If database entries contain taxonomy information, Mascot can use this as a filter during a search. Many of the
most popular databases, such as SwissProt and NCBI nr, include taxonomy. To determine taxonomy accurately,
Mascot requires database specific supporting files. Details of these can be found in the help pages
for the individual databases. Note that these supporting files have to be downloaded into the taxonomy
directory, not into the sequence database directory. Also, some files need to be unpacked (using tar) as well as
uncompressed.
4. Configure the database
The easiest way to add a new database to Mascot is by using the Database
Maintenance script, accessible from a hyperlink on the Mascot home page, (Intranet only).
5. Bring the Database on-line
Once you 'Apply' a new definition, Mascot Monitor will look to see if there is a Fasta file that matches the
specified path. If so, it will begin to compress the Fasta file, so as to minimise the memory requirements.
If taxonomy has been defined for the database, Monitor will also create a taxonomy index.
Once this is complete, the new database is tested by running a standard search. If this succeeds, the new database
becomes available for general use.
6. Updates
Most sequence databases are growing rapidly, and you'll want to update the files regularly. Whenever Mascot Monitor sees a new
Fasta file that matches the wildcard path, it will automatically swap to the new database, as described below.
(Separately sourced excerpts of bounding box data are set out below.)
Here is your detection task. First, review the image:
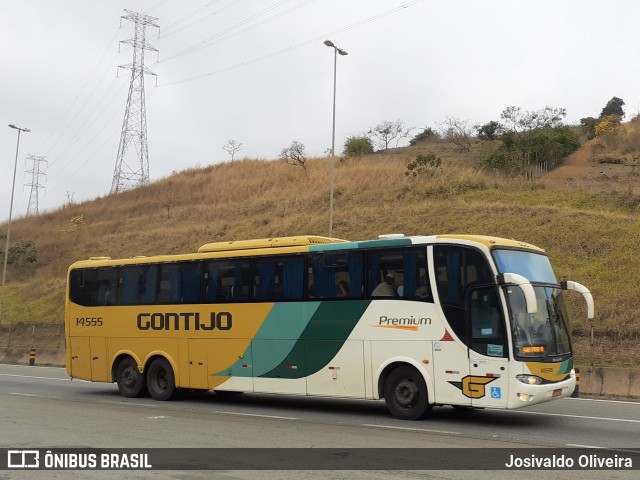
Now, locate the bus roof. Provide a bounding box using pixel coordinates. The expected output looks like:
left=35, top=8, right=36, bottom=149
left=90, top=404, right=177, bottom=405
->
left=71, top=234, right=544, bottom=268
left=198, top=235, right=347, bottom=253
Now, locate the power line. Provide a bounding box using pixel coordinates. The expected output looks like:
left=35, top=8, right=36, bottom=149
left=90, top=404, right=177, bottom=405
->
left=158, top=0, right=314, bottom=63
left=158, top=0, right=423, bottom=87
left=158, top=0, right=228, bottom=38
left=38, top=24, right=127, bottom=158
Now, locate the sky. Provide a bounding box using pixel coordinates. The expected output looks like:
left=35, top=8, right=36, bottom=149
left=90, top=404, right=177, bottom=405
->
left=0, top=0, right=640, bottom=221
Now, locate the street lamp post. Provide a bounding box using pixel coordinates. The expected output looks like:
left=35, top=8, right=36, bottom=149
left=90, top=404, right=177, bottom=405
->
left=324, top=40, right=347, bottom=237
left=2, top=124, right=31, bottom=287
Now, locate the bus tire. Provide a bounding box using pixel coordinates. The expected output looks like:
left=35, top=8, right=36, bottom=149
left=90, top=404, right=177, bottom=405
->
left=147, top=357, right=177, bottom=401
left=116, top=357, right=147, bottom=398
left=384, top=365, right=432, bottom=420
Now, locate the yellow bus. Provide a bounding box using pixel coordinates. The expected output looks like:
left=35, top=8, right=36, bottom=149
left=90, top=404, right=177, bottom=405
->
left=65, top=234, right=593, bottom=420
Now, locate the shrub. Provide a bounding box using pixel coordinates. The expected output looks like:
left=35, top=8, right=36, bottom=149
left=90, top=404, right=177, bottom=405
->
left=342, top=135, right=373, bottom=158
left=404, top=153, right=442, bottom=177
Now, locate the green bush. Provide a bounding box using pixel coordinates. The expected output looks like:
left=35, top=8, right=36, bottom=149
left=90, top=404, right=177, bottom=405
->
left=342, top=136, right=373, bottom=158
left=404, top=153, right=442, bottom=177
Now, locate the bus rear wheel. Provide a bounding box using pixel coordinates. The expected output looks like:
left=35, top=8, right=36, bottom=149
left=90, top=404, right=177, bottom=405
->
left=147, top=358, right=177, bottom=401
left=116, top=357, right=147, bottom=398
left=384, top=365, right=432, bottom=420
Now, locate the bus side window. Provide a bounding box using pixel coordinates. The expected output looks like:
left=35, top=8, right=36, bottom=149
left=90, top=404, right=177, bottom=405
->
left=95, top=267, right=118, bottom=306
left=253, top=256, right=304, bottom=301
left=433, top=245, right=494, bottom=345
left=203, top=259, right=250, bottom=303
left=307, top=252, right=364, bottom=299
left=468, top=287, right=508, bottom=357
left=158, top=263, right=180, bottom=304
left=69, top=268, right=98, bottom=307
left=118, top=265, right=158, bottom=305
left=180, top=262, right=202, bottom=303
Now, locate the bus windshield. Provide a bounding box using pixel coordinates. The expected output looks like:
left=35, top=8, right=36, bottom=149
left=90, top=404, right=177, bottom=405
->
left=493, top=250, right=571, bottom=359
left=493, top=250, right=558, bottom=285
left=505, top=286, right=571, bottom=360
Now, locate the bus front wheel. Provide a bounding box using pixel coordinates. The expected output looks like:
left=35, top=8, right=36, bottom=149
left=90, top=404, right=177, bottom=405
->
left=384, top=365, right=431, bottom=420
left=116, top=357, right=147, bottom=398
left=147, top=358, right=176, bottom=401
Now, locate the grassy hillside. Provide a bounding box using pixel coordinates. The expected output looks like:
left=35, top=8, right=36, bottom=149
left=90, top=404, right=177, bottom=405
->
left=1, top=146, right=640, bottom=365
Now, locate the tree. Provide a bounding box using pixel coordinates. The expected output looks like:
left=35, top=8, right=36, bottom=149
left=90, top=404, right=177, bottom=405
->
left=409, top=127, right=440, bottom=146
left=477, top=120, right=503, bottom=141
left=500, top=106, right=567, bottom=135
left=62, top=215, right=85, bottom=243
left=404, top=153, right=442, bottom=177
left=600, top=97, right=624, bottom=118
left=580, top=117, right=598, bottom=140
left=437, top=117, right=473, bottom=153
left=342, top=135, right=373, bottom=157
left=368, top=120, right=413, bottom=150
left=221, top=140, right=242, bottom=163
left=0, top=240, right=38, bottom=271
left=280, top=140, right=307, bottom=170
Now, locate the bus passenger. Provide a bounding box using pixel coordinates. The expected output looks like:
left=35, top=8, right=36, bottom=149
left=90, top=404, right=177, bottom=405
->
left=371, top=273, right=396, bottom=297
left=337, top=280, right=351, bottom=298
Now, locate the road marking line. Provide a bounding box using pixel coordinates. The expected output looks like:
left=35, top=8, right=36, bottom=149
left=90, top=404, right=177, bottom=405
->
left=0, top=373, right=88, bottom=382
left=2, top=363, right=65, bottom=370
left=214, top=411, right=298, bottom=420
left=362, top=423, right=460, bottom=435
left=8, top=392, right=50, bottom=398
left=96, top=400, right=158, bottom=408
left=563, top=397, right=640, bottom=406
left=565, top=443, right=604, bottom=449
left=511, top=410, right=640, bottom=423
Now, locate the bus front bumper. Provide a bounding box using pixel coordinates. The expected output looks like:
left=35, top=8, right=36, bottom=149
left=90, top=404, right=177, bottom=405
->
left=507, top=376, right=576, bottom=409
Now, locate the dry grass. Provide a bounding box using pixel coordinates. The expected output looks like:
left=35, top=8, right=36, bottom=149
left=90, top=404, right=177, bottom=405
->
left=3, top=145, right=640, bottom=364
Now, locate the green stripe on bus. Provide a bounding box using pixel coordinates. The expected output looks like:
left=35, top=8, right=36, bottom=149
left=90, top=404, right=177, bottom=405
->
left=212, top=302, right=320, bottom=377
left=256, top=300, right=370, bottom=378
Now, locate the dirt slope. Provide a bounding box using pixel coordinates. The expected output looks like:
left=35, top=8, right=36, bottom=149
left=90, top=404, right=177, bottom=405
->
left=542, top=139, right=638, bottom=193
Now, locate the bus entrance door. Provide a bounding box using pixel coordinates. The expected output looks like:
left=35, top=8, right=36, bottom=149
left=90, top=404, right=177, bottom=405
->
left=433, top=336, right=471, bottom=406
left=467, top=285, right=509, bottom=408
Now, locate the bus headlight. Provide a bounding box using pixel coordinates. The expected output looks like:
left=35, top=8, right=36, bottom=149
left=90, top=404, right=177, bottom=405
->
left=516, top=375, right=542, bottom=385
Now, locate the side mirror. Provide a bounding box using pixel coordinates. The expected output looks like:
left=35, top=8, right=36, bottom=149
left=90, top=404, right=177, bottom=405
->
left=560, top=281, right=595, bottom=320
left=498, top=273, right=538, bottom=313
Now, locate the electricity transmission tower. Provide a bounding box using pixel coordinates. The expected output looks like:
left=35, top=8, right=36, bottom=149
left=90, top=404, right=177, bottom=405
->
left=111, top=10, right=160, bottom=194
left=25, top=155, right=47, bottom=217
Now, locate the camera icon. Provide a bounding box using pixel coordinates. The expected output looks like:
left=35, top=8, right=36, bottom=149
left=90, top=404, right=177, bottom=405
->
left=7, top=450, right=40, bottom=468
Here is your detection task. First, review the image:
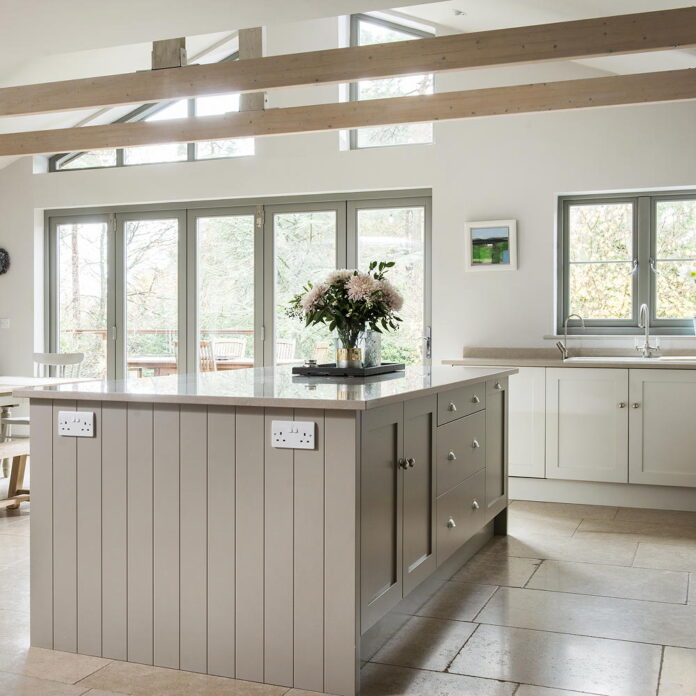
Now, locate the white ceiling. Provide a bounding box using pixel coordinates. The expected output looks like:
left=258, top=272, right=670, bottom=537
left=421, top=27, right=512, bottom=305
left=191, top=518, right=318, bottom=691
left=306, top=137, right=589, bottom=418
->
left=0, top=0, right=696, bottom=167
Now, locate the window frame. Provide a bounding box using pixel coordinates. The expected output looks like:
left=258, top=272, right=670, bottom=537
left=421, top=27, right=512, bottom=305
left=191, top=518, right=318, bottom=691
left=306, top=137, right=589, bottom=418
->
left=44, top=189, right=432, bottom=379
left=348, top=12, right=435, bottom=150
left=556, top=189, right=696, bottom=336
left=48, top=51, right=245, bottom=173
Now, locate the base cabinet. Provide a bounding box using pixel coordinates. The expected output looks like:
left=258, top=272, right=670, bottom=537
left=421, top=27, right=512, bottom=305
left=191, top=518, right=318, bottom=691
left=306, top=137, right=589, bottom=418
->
left=629, top=370, right=696, bottom=487
left=546, top=368, right=628, bottom=483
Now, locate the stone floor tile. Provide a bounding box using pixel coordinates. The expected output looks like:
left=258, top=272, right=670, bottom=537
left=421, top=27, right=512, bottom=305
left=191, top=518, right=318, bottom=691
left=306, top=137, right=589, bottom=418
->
left=527, top=561, right=689, bottom=604
left=476, top=587, right=696, bottom=652
left=0, top=672, right=86, bottom=696
left=574, top=520, right=696, bottom=548
left=416, top=582, right=497, bottom=621
left=452, top=555, right=541, bottom=587
left=78, top=662, right=288, bottom=696
left=616, top=508, right=696, bottom=527
left=510, top=500, right=618, bottom=520
left=449, top=626, right=662, bottom=696
left=0, top=648, right=110, bottom=684
left=515, top=684, right=604, bottom=696
left=480, top=534, right=637, bottom=566
left=358, top=663, right=517, bottom=696
left=657, top=648, right=696, bottom=696
left=633, top=543, right=696, bottom=573
left=371, top=616, right=476, bottom=671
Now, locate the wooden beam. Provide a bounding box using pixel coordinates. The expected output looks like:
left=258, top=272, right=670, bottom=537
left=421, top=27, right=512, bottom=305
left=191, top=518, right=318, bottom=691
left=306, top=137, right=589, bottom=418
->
left=239, top=27, right=266, bottom=111
left=0, top=68, right=696, bottom=156
left=152, top=37, right=186, bottom=70
left=0, top=7, right=696, bottom=116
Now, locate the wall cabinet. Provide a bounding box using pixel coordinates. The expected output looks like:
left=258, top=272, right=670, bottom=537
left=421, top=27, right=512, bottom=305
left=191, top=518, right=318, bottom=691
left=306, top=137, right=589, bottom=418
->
left=628, top=370, right=696, bottom=487
left=546, top=368, right=629, bottom=483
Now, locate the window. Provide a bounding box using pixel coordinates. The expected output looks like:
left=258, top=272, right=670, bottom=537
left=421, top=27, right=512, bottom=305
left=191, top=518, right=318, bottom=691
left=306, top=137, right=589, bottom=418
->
left=350, top=14, right=433, bottom=149
left=49, top=53, right=254, bottom=172
left=557, top=192, right=696, bottom=334
left=47, top=192, right=430, bottom=379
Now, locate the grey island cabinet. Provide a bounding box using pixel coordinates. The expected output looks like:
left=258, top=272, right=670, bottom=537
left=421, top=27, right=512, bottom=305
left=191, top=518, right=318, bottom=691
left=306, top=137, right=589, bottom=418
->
left=16, top=367, right=516, bottom=696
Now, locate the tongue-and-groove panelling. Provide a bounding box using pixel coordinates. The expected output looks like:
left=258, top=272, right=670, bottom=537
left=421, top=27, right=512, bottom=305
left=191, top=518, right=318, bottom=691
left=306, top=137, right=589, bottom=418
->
left=31, top=400, right=357, bottom=693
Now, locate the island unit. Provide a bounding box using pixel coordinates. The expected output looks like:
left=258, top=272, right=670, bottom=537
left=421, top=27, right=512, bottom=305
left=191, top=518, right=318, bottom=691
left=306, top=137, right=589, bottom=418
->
left=16, top=367, right=516, bottom=696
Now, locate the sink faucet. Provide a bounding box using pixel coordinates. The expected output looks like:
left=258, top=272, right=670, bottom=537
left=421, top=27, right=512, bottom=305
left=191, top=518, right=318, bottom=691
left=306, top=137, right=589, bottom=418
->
left=556, top=314, right=585, bottom=360
left=636, top=303, right=657, bottom=358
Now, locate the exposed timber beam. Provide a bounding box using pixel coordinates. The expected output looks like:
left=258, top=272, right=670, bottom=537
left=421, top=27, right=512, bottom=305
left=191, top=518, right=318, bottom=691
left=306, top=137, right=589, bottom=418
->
left=0, top=7, right=696, bottom=116
left=239, top=27, right=266, bottom=111
left=0, top=68, right=696, bottom=156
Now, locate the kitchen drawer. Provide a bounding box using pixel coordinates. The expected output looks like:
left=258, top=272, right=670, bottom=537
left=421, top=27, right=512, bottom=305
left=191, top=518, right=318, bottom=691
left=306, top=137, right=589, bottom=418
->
left=436, top=411, right=486, bottom=495
left=436, top=469, right=486, bottom=566
left=437, top=382, right=486, bottom=425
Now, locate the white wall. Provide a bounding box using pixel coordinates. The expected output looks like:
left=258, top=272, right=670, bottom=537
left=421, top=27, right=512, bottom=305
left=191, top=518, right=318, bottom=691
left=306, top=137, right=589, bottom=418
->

However, downloading and processing database updates by hand is tedious. Once the general procedure has been verified, it can
be automated using the Database Update script.
Databases can then be updated as often as you wish, with no disruption for Mascot users. Whenever
Monitor sees a new Fasta file that matches the defined path, the new database is compressed and tested.
If errors are detected in the new database, the database exchange process is abandoned.
Assuming the test
is successful, all new searches are performed against the new database, while searches that are in
progress against the old database are allowed to continue. Once the final search against the old database
is complete, it is unmapped from memory and the files moved to the "old" directory. The
new database is then memory mapped and the system becomes ready for the next update cycle.
|